If we allow config file handling directly, libvirt could start using it even without mdevctl present? (Not sure if that makes sense.)
- Should mdevctl be a stand-alone tool, provide library functions, or
both? Related: should it keep any internal state that is not written to disk? (I think that also plays into the transient vs. persistent question.)
I don't think we want an mdevctld, if that's what you mean by internal
Yeah, mdevctld--.
state not written to disk. I think we ideally want all state in the mdev config files or discerned through sysfs. How we handle non-systemd hosts may throw a wrench in that though since currently the systemd integration relies on a template to support arbitrary mdevs and I'm not sure how to replicate that in other init services. If we need to dynamically manage per mdev init files in addition to config files, we're not so self contained.
FWIW, I'd love using mdevctl for OpenStack (Nova) just at least for creating persisted mdevs (ie. mdevs that would be recreated after rebooting using systemctl). That's the real use case I need. Whether libvirt would internally support mdevctl would be nice but that's not really something Nova needs, so I leave others providing their own thoughts.
My personal opinion is that mdevctl should be able to tolerate mdevs
being configured by other means, but probably should not try to impose its own configuration if it detects that (unless explicitly asked to do so). Not sure how feasible that goal is.
That's what I misunderstand : in order to have a guest using a vGPU, you need to do two things : 1/ create the mdev 2/ allocate this created dev to a specific guest config
Of course, we could imagine a way to have both steps to be done directly by libvirt, but from my opinion, mdevctl is really helping 1/ and not 2/.
Yep, we also don't want to presume libvirt is the only consumer here. mdevctl should also support other VM management tools, users who write their own management scripts, and even non-VM related use cases.
Oh yes, please don't premuse mdevctl is only needed by libvirt. FWIW, once mdevctl is supported by RHEL, I'd love to use it for OpenStack Nova at least because I want to persist the mdevs.

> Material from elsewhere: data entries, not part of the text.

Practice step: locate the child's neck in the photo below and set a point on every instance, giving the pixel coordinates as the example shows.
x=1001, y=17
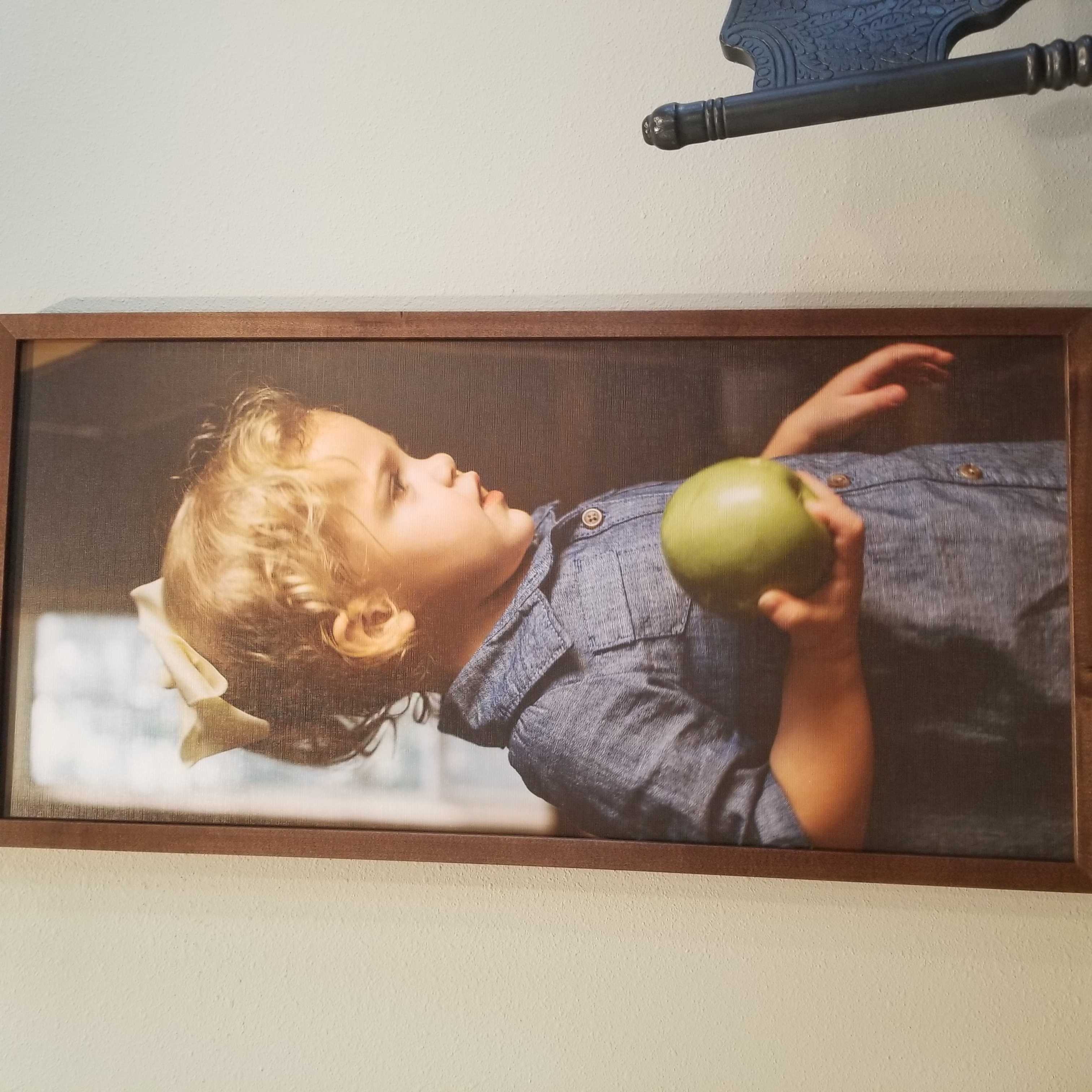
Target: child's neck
x=465, y=636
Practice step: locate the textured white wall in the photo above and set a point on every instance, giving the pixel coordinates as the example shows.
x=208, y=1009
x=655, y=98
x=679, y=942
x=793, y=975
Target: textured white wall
x=339, y=154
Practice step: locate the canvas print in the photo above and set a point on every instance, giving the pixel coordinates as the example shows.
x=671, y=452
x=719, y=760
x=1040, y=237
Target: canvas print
x=800, y=592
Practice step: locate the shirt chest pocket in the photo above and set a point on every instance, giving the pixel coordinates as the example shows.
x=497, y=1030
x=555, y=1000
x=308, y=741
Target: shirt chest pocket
x=629, y=595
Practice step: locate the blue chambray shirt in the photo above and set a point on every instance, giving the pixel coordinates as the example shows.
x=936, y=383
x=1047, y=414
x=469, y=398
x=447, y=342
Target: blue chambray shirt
x=639, y=715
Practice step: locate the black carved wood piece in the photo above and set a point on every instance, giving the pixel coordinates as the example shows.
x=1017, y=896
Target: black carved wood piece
x=818, y=61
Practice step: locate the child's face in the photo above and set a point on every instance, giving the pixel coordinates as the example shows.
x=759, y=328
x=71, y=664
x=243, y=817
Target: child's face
x=426, y=531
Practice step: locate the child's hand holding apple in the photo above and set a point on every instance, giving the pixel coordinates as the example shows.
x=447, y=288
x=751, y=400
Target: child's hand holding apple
x=826, y=623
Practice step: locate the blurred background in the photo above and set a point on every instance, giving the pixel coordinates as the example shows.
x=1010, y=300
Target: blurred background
x=103, y=429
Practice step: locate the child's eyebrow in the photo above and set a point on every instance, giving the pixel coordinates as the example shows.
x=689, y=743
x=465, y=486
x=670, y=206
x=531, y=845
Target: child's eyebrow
x=388, y=462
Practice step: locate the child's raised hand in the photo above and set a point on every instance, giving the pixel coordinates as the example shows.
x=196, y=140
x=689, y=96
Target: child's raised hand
x=873, y=386
x=826, y=623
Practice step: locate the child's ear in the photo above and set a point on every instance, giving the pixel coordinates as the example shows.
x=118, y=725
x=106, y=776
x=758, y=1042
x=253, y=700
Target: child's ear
x=368, y=629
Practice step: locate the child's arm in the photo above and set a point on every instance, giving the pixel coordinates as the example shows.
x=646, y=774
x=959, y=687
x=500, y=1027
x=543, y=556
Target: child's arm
x=839, y=409
x=823, y=754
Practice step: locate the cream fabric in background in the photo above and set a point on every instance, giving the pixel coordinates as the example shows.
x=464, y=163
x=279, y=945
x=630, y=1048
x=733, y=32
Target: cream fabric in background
x=337, y=154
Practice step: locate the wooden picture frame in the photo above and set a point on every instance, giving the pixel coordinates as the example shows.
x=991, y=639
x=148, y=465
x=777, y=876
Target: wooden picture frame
x=1071, y=328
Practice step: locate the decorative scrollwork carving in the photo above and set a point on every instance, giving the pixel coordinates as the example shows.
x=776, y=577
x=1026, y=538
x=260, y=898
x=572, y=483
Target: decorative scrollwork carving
x=795, y=42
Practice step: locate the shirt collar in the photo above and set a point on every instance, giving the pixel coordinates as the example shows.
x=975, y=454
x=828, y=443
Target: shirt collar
x=527, y=641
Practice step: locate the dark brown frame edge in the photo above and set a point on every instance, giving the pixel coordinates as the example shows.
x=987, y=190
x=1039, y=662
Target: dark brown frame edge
x=1073, y=325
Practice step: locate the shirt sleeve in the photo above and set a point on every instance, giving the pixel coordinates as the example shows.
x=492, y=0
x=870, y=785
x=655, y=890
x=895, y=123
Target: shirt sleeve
x=634, y=756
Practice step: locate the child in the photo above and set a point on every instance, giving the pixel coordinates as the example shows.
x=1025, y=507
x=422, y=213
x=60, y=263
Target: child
x=317, y=571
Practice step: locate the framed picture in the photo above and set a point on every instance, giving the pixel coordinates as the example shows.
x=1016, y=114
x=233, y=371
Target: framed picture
x=428, y=587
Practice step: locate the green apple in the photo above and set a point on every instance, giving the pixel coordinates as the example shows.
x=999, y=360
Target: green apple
x=738, y=529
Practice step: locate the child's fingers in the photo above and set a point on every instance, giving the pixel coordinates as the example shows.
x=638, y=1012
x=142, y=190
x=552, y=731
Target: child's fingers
x=844, y=524
x=900, y=355
x=784, y=611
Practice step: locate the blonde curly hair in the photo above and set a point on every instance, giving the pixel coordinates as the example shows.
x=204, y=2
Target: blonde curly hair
x=258, y=577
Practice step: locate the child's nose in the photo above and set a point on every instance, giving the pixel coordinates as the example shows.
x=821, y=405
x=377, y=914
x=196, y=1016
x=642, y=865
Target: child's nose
x=446, y=467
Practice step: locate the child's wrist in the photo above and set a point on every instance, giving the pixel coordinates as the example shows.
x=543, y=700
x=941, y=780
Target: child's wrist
x=827, y=649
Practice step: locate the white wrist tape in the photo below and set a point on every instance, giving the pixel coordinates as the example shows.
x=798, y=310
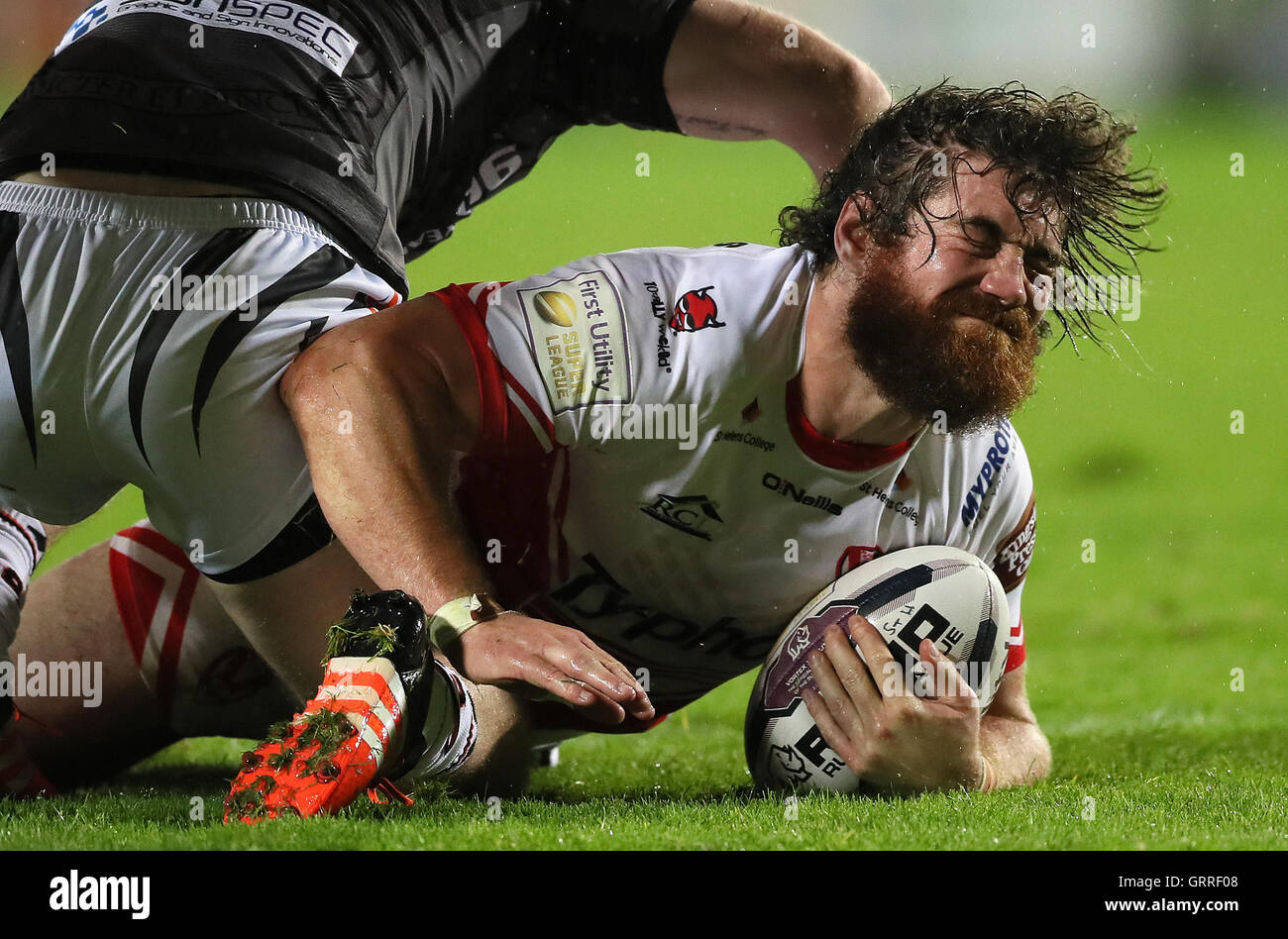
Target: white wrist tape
x=458, y=617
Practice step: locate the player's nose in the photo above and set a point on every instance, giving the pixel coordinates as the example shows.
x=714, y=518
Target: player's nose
x=1005, y=279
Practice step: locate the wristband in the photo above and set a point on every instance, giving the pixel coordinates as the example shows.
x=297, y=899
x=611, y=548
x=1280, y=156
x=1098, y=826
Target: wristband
x=458, y=617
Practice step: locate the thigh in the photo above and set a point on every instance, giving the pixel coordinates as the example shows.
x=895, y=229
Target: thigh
x=69, y=616
x=166, y=661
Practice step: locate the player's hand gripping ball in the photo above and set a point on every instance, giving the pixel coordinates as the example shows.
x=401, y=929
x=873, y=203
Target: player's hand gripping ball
x=935, y=592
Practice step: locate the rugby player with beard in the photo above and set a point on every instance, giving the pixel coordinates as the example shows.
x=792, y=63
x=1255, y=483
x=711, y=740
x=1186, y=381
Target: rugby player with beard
x=192, y=192
x=874, y=359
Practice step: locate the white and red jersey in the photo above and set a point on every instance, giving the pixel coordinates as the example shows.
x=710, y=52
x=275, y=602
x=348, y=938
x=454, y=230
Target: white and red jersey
x=687, y=557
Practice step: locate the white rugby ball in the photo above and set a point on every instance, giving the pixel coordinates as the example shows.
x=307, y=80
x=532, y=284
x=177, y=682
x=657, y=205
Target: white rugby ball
x=927, y=591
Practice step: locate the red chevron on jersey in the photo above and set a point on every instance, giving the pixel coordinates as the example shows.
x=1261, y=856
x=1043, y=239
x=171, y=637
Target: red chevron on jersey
x=154, y=583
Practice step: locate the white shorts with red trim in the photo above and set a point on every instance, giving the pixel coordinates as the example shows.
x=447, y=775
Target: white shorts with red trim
x=206, y=678
x=143, y=340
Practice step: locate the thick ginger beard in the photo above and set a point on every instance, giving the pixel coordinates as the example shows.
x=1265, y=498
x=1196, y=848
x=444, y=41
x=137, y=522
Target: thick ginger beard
x=927, y=359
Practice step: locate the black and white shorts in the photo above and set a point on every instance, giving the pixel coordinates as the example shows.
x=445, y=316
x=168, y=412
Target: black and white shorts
x=143, y=343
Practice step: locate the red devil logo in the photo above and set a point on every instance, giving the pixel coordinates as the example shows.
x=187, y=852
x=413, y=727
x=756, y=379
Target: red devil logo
x=695, y=311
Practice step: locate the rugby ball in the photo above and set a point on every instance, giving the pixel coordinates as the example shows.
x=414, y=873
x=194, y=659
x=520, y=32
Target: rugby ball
x=927, y=591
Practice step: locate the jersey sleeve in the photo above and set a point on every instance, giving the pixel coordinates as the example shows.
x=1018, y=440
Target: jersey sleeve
x=1008, y=527
x=603, y=59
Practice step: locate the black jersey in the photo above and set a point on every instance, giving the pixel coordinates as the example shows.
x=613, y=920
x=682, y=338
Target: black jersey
x=385, y=120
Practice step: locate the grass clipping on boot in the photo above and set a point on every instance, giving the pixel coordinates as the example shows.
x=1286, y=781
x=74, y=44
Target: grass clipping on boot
x=361, y=630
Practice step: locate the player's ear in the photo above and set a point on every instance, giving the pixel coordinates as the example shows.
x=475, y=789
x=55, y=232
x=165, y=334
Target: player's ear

At the moment, Nova just creates mdevs directly by sysfs and look the existing onces up by sysfs, but upstream community in Nova thinks the mission statement is not about managing mdevs so we don't really want to add in Nova some kind of DB persistence just for mdevs.
So, Nova would basically poke mdevctl, but not interact with the config files directly? Or am I misunderstanding?
A well-defined config file format is probably a win, even if it only
ends up being used by mdevctl itself.
Yes, regardless of whether others touch them, conversion scripts on upgrade should be avoided. Do we need something beyond a key=value file? So far we're only storing the mdev type and startup mode, but vfio-ap clearly needs more, apparently key=value1,value2,... type representation. Still, I think I'd prefer simple over jumping to xml or json or yaml. Thanks,
Heh, in OpenStack discussing about a file format is possibly one of the longest arguments we already have, so I leave others to say their own opinions but FWIW, as we use Python we tend to prefer YAML files. I don't care about the format tho, just take the most convenient for libvirt I'd say.
Aww, and here I was looking forward to a nice file format discussion... More seriously, as I said in my other reply, .ini style would be good, but using JSON probably gives us more flexibility in the long run.